Scientific applications specialists are key to supporting the military intelligence community's monitoring of nuclear treaties, to ensure that no nuclear weapons are being used in violation of international agreements.
Unlike the Army, the Air Force doesn't use military occupational specialty (MOS) codes but instead uses its own Air Force specialty codes. The job of a scientific applications specialist is not an AFSC, but rather a reporting identifier, of 9S100.
According to the Air Force description, scientific applications specialists bring "unique scientific education, aptitude, and critical perspectives to solving complex technological and analytical problems." These specialists are a key part of any situation in the Air Force where in-depth knowledge of physical science is needed.
Technical Skills for 9S100
This job category calls for a wide array of very specific technical knowledge, including math, electronics, thermodynamics, chemistry, and physics expertise. Since these specialists will gather and analyze data to detect nuclear capabilities, their work obviously has huge implications for national and international security. The work they do also had major public health implications.
The typical duties and responsibilities of the scientific applications specialist include using available technology to test and evaluate weapons of mass destruction. The data they gather will come from chemical, biological, nuclear radiation, and other sources, and will be processed and analyzed. They'll also work on improving existing processes to better detect nuclear weapon use. This job also requires a clearance and routine access to top-secret material.
Education and Training
This position requires a minimum of a high school diploma, and 15 college credits, as well as a 57 on the electronic data processing test (EDPT). They'll also have to demonstrate aptitude in the mechanical and electronics (ME) sections of the Armed Services Vocational Aptitude Battery (ASVAB) test. Recruits for this position are required to be between ages 17 and 39.

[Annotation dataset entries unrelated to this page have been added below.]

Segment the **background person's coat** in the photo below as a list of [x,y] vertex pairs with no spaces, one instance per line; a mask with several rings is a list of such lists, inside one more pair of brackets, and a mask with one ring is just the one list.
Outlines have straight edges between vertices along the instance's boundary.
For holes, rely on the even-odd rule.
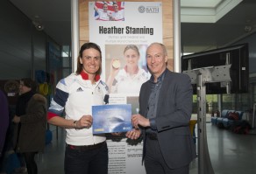
[[31,98],[20,123],[17,151],[43,151],[46,130],[46,99],[43,95],[36,94]]

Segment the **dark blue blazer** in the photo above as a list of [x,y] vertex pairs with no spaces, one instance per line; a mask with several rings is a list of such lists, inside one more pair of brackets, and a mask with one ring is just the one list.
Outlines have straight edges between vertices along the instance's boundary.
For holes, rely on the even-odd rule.
[[[141,86],[139,114],[146,116],[151,82]],[[190,78],[183,73],[167,70],[159,95],[156,127],[160,150],[171,169],[188,164],[196,157],[196,146],[189,129],[192,113]],[[142,129],[145,137],[145,129]],[[144,138],[143,159],[145,157]]]

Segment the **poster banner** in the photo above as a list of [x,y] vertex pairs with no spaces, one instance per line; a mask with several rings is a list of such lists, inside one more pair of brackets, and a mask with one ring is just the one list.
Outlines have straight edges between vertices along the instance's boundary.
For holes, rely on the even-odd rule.
[[[102,50],[110,104],[131,104],[132,114],[139,113],[140,87],[150,78],[146,48],[162,43],[162,3],[89,2],[89,41]],[[109,173],[145,174],[141,138],[108,136]]]

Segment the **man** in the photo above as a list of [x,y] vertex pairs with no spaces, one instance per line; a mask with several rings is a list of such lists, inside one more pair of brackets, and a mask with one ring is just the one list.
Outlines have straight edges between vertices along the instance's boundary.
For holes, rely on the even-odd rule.
[[144,136],[143,160],[147,174],[188,174],[196,148],[189,131],[192,87],[186,74],[167,68],[165,45],[153,43],[146,50],[152,73],[139,93],[139,114],[132,116],[136,129],[126,136]]

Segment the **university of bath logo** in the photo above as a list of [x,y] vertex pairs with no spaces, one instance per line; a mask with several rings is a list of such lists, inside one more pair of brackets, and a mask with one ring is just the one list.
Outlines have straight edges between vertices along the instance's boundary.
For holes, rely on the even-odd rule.
[[140,5],[138,8],[139,12],[140,13],[159,13],[160,10],[158,6],[147,6],[145,7],[143,5]]

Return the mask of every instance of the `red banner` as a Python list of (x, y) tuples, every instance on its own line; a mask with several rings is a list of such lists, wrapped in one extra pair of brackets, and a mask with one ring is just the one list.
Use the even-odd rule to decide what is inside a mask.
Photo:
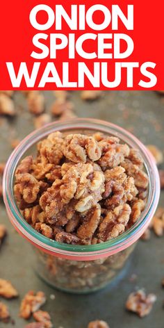
[(1, 90), (164, 90), (164, 3), (2, 1)]

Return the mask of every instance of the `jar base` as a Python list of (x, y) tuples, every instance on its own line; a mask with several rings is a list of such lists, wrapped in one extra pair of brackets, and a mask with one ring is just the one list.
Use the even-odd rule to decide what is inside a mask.
[(59, 287), (56, 285), (54, 285), (52, 282), (48, 281), (44, 277), (42, 277), (37, 270), (35, 270), (36, 275), (45, 284), (47, 284), (50, 287), (59, 290), (60, 292), (67, 293), (69, 294), (77, 294), (77, 295), (83, 295), (83, 294), (90, 294), (92, 293), (97, 293), (99, 291), (103, 290), (105, 288), (108, 287), (109, 289), (113, 289), (119, 282), (121, 281), (126, 274), (127, 271), (129, 271), (129, 267), (131, 265), (131, 259), (126, 261), (124, 267), (121, 271), (117, 274), (117, 276), (114, 277), (111, 279), (111, 280), (106, 284), (102, 284), (101, 286), (95, 288), (91, 288), (90, 289), (88, 288), (85, 290), (73, 290), (73, 289), (67, 289), (63, 287)]

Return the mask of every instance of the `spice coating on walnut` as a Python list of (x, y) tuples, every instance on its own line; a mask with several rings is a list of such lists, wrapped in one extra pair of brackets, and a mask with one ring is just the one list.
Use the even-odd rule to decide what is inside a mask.
[(22, 215), (39, 233), (58, 243), (94, 245), (116, 238), (140, 218), (149, 179), (137, 149), (99, 132), (56, 131), (37, 151), (17, 167), (14, 191)]
[(156, 300), (156, 297), (154, 294), (146, 295), (144, 290), (140, 290), (129, 295), (126, 303), (126, 309), (142, 318), (150, 313)]

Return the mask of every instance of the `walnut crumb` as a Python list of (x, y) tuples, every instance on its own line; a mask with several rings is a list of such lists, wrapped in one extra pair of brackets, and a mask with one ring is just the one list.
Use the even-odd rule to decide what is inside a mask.
[(13, 100), (7, 95), (0, 94), (0, 115), (14, 116), (15, 113)]
[(20, 306), (19, 315), (24, 319), (28, 319), (31, 314), (39, 310), (40, 306), (46, 302), (46, 297), (43, 292), (39, 291), (35, 294), (30, 290), (24, 296)]
[(129, 295), (126, 303), (126, 309), (142, 318), (149, 314), (156, 300), (156, 296), (154, 294), (146, 295), (143, 290), (139, 290)]
[(41, 310), (38, 311), (33, 313), (33, 318), (38, 322), (42, 323), (44, 328), (52, 328), (51, 317), (48, 312)]
[(29, 111), (34, 115), (42, 114), (44, 110), (45, 100), (44, 95), (39, 91), (31, 91), (27, 95)]
[(74, 104), (71, 101), (60, 98), (56, 100), (51, 105), (51, 112), (54, 116), (60, 116), (67, 110), (73, 110)]
[(10, 281), (0, 279), (0, 296), (4, 298), (10, 299), (17, 297), (18, 293), (13, 286)]
[(42, 114), (34, 118), (34, 126), (35, 129), (40, 129), (50, 123), (51, 120), (51, 116), (49, 114)]
[(110, 328), (108, 323), (103, 320), (91, 321), (88, 328)]
[(24, 328), (44, 328), (42, 322), (31, 322), (25, 326)]
[(7, 306), (0, 302), (0, 321), (8, 322), (9, 319), (10, 314)]

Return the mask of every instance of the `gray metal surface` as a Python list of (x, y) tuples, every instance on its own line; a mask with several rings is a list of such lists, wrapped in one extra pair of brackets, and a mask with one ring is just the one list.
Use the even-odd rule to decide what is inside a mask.
[[(52, 94), (44, 94), (48, 110)], [(110, 121), (130, 130), (144, 143), (153, 143), (163, 149), (164, 100), (156, 92), (106, 92), (104, 97), (92, 103), (81, 100), (79, 92), (71, 95), (79, 117)], [(23, 95), (16, 92), (15, 99), (19, 115), (11, 120), (0, 120), (0, 162), (6, 161), (11, 151), (10, 139), (22, 138), (33, 129), (33, 117), (27, 111)], [(162, 192), (161, 205), (163, 200)], [(12, 227), (2, 202), (0, 213), (0, 222), (5, 223), (8, 229), (8, 238), (0, 250), (0, 277), (10, 280), (19, 290), (19, 299), (4, 300), (15, 320), (16, 328), (26, 325), (26, 322), (18, 316), (19, 306), (22, 297), (31, 289), (45, 293), (47, 302), (43, 309), (51, 314), (55, 328), (87, 328), (89, 321), (97, 318), (106, 320), (110, 328), (164, 327), (164, 290), (161, 286), (164, 277), (163, 237), (158, 238), (152, 233), (150, 240), (139, 241), (123, 277), (112, 286), (90, 295), (69, 295), (51, 288), (36, 276), (33, 269), (33, 249)], [(131, 281), (133, 274), (137, 274), (137, 279)], [(124, 309), (129, 294), (138, 287), (157, 295), (152, 311), (143, 319)], [(55, 295), (54, 300), (50, 298), (51, 294)], [(0, 322), (1, 328), (5, 327), (6, 324)], [(13, 327), (11, 323), (6, 325), (8, 328)]]

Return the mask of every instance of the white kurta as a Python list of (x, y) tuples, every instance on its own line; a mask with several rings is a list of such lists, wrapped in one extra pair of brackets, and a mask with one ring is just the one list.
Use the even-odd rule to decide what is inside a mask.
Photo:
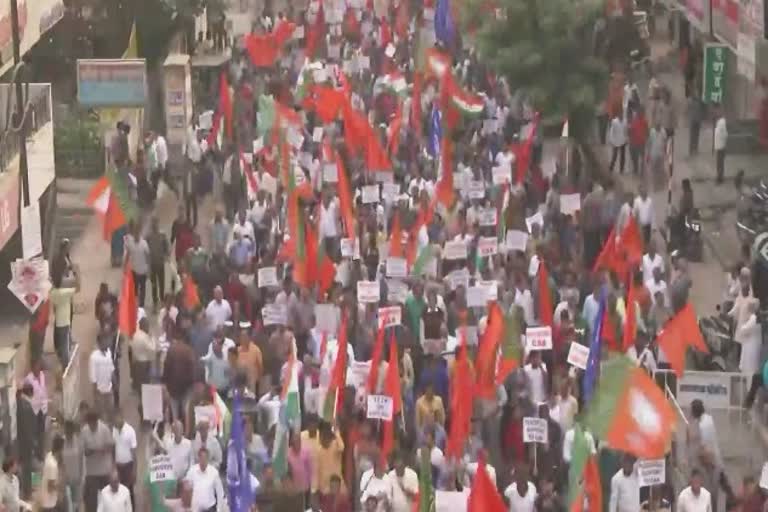
[(752, 313), (742, 323), (734, 336), (741, 343), (741, 360), (739, 370), (747, 375), (754, 375), (760, 371), (760, 349), (763, 341), (763, 328), (757, 321), (757, 316)]

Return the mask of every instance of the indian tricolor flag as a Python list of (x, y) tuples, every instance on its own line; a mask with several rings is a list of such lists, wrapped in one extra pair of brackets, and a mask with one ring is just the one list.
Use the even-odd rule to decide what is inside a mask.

Given the sensitive nature of the work they'll be doing, scientific applications specialists will be subject to a single scope background investigation (SSBI).
In addition, scientific applications specialists need knowledge of advanced math and statistics and need to have advanced computer skills. They'll take 7 1/2 weeks of basic military training as well as Airmen's Week, and will then receive 90 days of technical training at Goodfellow Air Force Base in San Angelo, Texas.